(This gem is pulled up from the vasty deeps of the ComBox to where it may shine in a more fitting setting. Minor editing, bolding, and comments in blue by BV.)
1). Let us say that a *real* contradiction is a sentence which comes out false according to every possible model (M): i.e., M = language-plus-domain-plus-interpretation, where an ‘interpretation’ is a complete and systematic assignment of extensions to the non-logical terms of the language (L). We assume that L is a well developed natural language such as English and we have a sufficiently rich domain that includes whatever entities are required to implement an interpretation that will suffice for theological purposes.
1.1) Note: We are assuming throughout classical logic in two sense: (a) the logical constants are interpreted classically; (b) there are no *real* true contradictions.
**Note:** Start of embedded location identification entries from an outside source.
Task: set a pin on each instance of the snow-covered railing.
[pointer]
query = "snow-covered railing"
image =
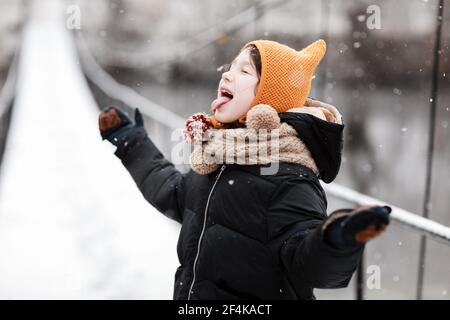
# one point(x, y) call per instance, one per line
point(110, 87)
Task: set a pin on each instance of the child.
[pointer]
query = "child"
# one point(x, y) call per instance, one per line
point(245, 234)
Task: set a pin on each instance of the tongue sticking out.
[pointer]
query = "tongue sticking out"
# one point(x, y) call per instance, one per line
point(216, 104)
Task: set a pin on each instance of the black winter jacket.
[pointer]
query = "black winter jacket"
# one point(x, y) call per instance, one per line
point(244, 235)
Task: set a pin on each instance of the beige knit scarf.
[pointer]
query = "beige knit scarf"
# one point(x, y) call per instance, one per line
point(263, 140)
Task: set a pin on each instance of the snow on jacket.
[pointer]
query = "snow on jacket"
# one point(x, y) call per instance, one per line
point(244, 234)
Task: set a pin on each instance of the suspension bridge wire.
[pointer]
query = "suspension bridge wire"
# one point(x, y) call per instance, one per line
point(176, 51)
point(122, 92)
point(7, 92)
point(430, 153)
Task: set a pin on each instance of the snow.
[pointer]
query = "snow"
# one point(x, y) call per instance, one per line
point(73, 224)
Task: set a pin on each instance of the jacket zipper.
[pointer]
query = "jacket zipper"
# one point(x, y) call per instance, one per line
point(203, 230)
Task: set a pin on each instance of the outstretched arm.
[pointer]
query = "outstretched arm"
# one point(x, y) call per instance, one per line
point(320, 251)
point(161, 184)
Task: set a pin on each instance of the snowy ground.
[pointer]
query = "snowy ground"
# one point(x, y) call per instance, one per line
point(73, 224)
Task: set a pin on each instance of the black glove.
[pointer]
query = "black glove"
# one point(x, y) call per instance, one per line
point(116, 126)
point(350, 228)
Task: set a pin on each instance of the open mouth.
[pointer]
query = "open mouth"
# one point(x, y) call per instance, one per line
point(226, 93)
point(225, 96)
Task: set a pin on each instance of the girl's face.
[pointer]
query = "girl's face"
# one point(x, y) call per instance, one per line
point(237, 89)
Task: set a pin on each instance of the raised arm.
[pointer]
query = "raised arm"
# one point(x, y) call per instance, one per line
point(161, 184)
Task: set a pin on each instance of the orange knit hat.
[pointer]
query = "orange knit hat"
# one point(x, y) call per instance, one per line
point(286, 74)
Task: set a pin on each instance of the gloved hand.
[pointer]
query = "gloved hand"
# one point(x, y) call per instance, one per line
point(116, 126)
point(350, 228)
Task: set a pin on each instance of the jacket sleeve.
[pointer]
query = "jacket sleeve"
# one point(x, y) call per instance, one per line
point(161, 184)
point(307, 259)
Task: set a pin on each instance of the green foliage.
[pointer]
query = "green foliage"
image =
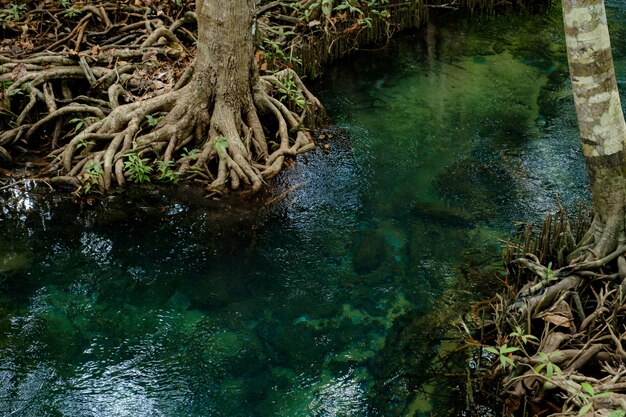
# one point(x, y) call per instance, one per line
point(220, 145)
point(94, 172)
point(503, 354)
point(190, 154)
point(546, 363)
point(166, 173)
point(520, 335)
point(84, 143)
point(274, 52)
point(153, 121)
point(291, 93)
point(360, 9)
point(137, 168)
point(550, 275)
point(588, 394)
point(12, 13)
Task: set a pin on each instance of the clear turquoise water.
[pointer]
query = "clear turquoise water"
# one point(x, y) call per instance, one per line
point(327, 302)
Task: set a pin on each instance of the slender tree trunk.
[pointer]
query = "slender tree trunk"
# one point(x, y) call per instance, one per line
point(600, 117)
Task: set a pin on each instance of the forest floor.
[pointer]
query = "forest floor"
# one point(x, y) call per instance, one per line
point(551, 340)
point(66, 65)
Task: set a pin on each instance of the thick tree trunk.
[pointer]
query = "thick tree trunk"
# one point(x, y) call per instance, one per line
point(216, 111)
point(600, 117)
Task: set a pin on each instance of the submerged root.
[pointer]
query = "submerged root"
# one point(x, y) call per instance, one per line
point(564, 329)
point(189, 133)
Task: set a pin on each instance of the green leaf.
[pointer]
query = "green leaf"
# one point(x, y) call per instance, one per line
point(506, 349)
point(587, 387)
point(585, 409)
point(220, 145)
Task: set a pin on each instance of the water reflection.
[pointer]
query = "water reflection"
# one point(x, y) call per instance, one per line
point(325, 301)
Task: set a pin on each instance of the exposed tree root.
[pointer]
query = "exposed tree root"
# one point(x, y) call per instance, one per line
point(563, 332)
point(114, 112)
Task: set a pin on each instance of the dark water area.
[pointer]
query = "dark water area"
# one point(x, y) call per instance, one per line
point(326, 301)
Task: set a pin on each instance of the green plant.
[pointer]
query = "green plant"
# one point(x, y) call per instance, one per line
point(190, 154)
point(153, 121)
point(166, 173)
point(503, 354)
point(519, 334)
point(137, 168)
point(289, 91)
point(220, 145)
point(84, 143)
point(546, 362)
point(587, 395)
point(94, 172)
point(13, 13)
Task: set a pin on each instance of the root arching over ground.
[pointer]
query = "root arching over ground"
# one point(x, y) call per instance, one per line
point(133, 93)
point(557, 333)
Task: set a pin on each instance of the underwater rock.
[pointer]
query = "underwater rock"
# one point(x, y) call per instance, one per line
point(441, 214)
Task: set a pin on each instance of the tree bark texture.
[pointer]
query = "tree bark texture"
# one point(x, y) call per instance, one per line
point(600, 116)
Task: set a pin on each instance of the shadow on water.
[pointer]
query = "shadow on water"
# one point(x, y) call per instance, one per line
point(330, 300)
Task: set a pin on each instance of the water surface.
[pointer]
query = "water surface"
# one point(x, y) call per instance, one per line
point(325, 302)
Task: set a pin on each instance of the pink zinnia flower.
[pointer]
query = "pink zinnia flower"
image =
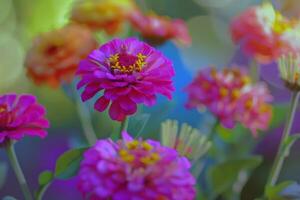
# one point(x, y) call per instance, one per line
point(262, 32)
point(224, 93)
point(158, 29)
point(21, 115)
point(135, 169)
point(129, 72)
point(253, 111)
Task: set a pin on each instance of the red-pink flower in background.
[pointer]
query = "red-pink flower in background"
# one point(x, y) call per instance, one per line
point(231, 97)
point(128, 72)
point(253, 110)
point(135, 169)
point(264, 33)
point(107, 15)
point(21, 115)
point(158, 29)
point(55, 55)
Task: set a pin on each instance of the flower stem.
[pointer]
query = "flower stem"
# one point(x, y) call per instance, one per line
point(254, 71)
point(213, 129)
point(86, 123)
point(18, 171)
point(280, 156)
point(124, 125)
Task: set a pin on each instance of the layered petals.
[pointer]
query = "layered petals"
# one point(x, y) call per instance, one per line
point(21, 115)
point(135, 169)
point(129, 72)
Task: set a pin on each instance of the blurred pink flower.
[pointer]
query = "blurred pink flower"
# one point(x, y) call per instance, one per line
point(158, 29)
point(55, 55)
point(21, 115)
point(129, 72)
point(225, 92)
point(135, 169)
point(253, 111)
point(264, 33)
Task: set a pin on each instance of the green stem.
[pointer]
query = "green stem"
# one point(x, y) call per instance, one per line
point(124, 125)
point(254, 71)
point(280, 156)
point(42, 191)
point(18, 171)
point(86, 122)
point(211, 134)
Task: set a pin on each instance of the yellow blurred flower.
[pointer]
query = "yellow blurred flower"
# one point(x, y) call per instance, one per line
point(108, 15)
point(55, 55)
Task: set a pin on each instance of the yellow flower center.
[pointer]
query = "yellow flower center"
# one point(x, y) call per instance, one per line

1.2) Sentence S is a *real* contradiction just in case there is no *normal model* M in which it comes out true. A normal model in this context is one which features an interpretation that assigns extensions to the non-logical terms in the usual way prior to resolving any potential ambiguities. On a realist conception of truth, S [if contradictory] has no truth-maker (T-maker) in any normal model or possible world.
2) Let us now define at least one sense of an *apparent contradiction* in model theoretic terms. Let S be a sentence expressible in L and suppose S comes out false in every normal model M. S appears to be a contradiction. Is it really a contradiction? Prof. Anderson maintains that there are sentences which are contradictory in every normal model, but are non-contradictory in some other models of L. How can that be? [Shouldn't Peter have 'false' for contradictory and 'true' for non-contradictory in the preceding sentence? After all, in (1) we are told in effect that contradictoriness is falsehood in every model, which implies that noncontradictoriness is truth in some model. 'Contradictory in every model' is a pleonastic expression.]